Updated on April 20, 2015

When wilderness camping, hiking and canoeing for more than a day it is not practical to carry enough drinkable water to meet your needs. Often it is necessary to obtain drinking water from a lake, river pond or any available source of water. All water that you drink unless it is rainwater, melted snow or dew must be purified to rid it of dangerous bacteria and micro organisms like giardia. This must be done by either boiling or filtering the water.

Several filters are available that make the job of obtaining purified drinking water fairly simple. Most are pump type of filters such as the Katadyn Hiker. Katadyn also makes a gravity fed filter (Katadyn Base Camp) which makes the chore very simple. Just fill the bag and hang it from a tree letting it drip into you water container while you do other things that may be a little more fun than pumping water. The the base camp filter can cost from about $70 to $100 depending on the retailer. A pump filter such as the Hiker can cost about the same. Some pumping systems are even more.

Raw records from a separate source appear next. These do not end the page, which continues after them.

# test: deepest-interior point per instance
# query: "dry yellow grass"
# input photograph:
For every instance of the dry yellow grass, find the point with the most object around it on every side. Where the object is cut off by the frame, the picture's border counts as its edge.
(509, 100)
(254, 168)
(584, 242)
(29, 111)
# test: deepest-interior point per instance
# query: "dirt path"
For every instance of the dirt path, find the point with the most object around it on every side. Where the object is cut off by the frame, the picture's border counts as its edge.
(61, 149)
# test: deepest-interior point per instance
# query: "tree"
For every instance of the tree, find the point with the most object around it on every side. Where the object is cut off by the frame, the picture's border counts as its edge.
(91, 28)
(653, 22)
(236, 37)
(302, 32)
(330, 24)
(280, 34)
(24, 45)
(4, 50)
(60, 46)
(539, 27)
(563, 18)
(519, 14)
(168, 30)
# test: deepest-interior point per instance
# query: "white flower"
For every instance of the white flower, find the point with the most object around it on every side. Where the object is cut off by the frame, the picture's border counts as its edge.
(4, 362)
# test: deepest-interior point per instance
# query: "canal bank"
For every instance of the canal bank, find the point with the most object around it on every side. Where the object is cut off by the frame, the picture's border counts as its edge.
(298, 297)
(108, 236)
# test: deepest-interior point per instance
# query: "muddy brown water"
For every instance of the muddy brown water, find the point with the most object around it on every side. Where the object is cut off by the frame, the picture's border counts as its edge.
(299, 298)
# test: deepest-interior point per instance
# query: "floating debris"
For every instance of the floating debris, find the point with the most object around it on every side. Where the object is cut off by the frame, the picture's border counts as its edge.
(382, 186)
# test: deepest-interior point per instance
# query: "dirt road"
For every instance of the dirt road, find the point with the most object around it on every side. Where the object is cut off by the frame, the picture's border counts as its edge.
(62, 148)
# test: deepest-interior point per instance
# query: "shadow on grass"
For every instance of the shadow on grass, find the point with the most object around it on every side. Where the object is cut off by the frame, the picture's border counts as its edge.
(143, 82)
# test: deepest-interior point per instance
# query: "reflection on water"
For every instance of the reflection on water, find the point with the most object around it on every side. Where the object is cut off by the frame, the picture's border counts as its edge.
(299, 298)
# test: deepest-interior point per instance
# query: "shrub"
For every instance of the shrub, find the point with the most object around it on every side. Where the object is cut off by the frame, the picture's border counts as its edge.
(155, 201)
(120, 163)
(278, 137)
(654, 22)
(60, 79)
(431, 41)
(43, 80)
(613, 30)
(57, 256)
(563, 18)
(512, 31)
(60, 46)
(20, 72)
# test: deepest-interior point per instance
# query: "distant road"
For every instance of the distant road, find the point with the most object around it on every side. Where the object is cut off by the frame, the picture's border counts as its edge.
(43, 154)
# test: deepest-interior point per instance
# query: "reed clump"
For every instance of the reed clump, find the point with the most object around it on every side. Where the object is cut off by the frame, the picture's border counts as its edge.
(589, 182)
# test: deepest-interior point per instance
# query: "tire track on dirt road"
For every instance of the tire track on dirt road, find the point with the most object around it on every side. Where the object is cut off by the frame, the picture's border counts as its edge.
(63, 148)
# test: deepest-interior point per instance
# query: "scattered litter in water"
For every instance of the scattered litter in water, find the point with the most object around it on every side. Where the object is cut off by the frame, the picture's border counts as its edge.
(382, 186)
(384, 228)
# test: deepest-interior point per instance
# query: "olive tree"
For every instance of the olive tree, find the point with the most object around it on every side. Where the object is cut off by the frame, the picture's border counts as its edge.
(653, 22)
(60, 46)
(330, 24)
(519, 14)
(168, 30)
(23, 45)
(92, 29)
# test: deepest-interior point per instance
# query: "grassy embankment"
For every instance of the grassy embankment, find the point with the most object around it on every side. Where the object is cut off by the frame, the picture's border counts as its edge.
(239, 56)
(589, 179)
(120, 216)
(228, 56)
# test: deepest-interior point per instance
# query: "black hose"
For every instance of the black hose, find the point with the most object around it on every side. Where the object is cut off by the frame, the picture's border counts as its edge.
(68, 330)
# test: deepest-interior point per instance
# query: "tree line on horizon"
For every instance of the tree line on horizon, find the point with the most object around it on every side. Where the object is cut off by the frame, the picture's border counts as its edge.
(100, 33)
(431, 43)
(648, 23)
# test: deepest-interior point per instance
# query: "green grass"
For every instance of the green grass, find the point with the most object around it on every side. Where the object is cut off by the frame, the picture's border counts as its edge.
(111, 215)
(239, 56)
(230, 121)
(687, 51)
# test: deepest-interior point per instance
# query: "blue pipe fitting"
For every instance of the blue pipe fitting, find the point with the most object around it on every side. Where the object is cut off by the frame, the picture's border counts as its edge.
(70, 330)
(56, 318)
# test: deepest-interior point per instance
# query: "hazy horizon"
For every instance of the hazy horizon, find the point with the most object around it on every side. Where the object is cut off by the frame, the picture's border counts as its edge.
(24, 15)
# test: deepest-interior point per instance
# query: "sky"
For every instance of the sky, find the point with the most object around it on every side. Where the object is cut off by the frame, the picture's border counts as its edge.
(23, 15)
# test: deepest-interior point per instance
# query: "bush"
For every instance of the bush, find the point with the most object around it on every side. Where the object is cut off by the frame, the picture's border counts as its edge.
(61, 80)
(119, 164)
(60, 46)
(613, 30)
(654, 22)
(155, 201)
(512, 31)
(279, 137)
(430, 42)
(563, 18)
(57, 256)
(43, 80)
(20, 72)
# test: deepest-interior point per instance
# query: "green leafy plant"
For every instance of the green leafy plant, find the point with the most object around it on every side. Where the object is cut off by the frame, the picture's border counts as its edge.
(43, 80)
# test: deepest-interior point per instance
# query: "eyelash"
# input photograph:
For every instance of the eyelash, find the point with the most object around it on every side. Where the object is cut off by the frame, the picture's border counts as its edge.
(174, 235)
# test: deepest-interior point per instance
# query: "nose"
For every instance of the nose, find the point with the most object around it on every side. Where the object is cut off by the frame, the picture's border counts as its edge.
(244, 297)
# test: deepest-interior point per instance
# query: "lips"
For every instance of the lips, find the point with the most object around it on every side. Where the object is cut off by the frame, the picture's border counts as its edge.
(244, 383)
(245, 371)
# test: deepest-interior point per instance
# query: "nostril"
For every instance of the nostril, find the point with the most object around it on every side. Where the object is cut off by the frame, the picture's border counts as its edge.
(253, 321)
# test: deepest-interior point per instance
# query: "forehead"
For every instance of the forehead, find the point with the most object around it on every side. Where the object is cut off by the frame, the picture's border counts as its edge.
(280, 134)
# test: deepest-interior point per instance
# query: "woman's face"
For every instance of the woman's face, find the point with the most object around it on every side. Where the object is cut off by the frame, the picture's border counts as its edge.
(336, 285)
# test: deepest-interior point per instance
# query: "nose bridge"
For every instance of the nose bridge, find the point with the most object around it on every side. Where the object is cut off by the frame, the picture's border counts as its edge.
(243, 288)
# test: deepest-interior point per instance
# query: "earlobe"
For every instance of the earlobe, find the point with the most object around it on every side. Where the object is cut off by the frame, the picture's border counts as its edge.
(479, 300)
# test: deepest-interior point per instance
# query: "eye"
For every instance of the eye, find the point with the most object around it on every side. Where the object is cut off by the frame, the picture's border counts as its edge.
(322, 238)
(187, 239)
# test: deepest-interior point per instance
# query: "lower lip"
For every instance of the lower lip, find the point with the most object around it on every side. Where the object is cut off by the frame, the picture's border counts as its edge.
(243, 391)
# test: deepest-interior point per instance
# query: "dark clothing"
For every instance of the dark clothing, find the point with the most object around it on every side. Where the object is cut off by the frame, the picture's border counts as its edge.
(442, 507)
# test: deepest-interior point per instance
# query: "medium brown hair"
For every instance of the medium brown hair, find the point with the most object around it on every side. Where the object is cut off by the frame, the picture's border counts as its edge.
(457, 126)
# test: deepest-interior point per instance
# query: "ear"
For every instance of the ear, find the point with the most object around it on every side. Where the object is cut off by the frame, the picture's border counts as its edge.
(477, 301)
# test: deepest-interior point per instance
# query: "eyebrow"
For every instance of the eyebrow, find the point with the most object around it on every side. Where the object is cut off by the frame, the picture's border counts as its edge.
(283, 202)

You can make your own filter system for less than $25. These are the parts you need.

Old plastic water bottle

4ft. 3/8” OD – ¼” ID vinyl tubing $2.00

Sawyer water filter $17.50

3/8 in. x 1/4 in. Brass Barb x MIP Adapter 2.80

T shirt cloth

Paint ball O-ring

The first step is to drill a hole in the cap of the water bottle to accept the brass MIP adapter fitting. I used a 1/2" Forstner bit to get I nice clean hole. I then screwed the adapter into the hole.

I cut about a 2" diameter piece of cloth from an old T-shirt and using the O-ring fit it over the brass adapter on the inside of the water bottle lid. This will keep any large debris from clogging the output.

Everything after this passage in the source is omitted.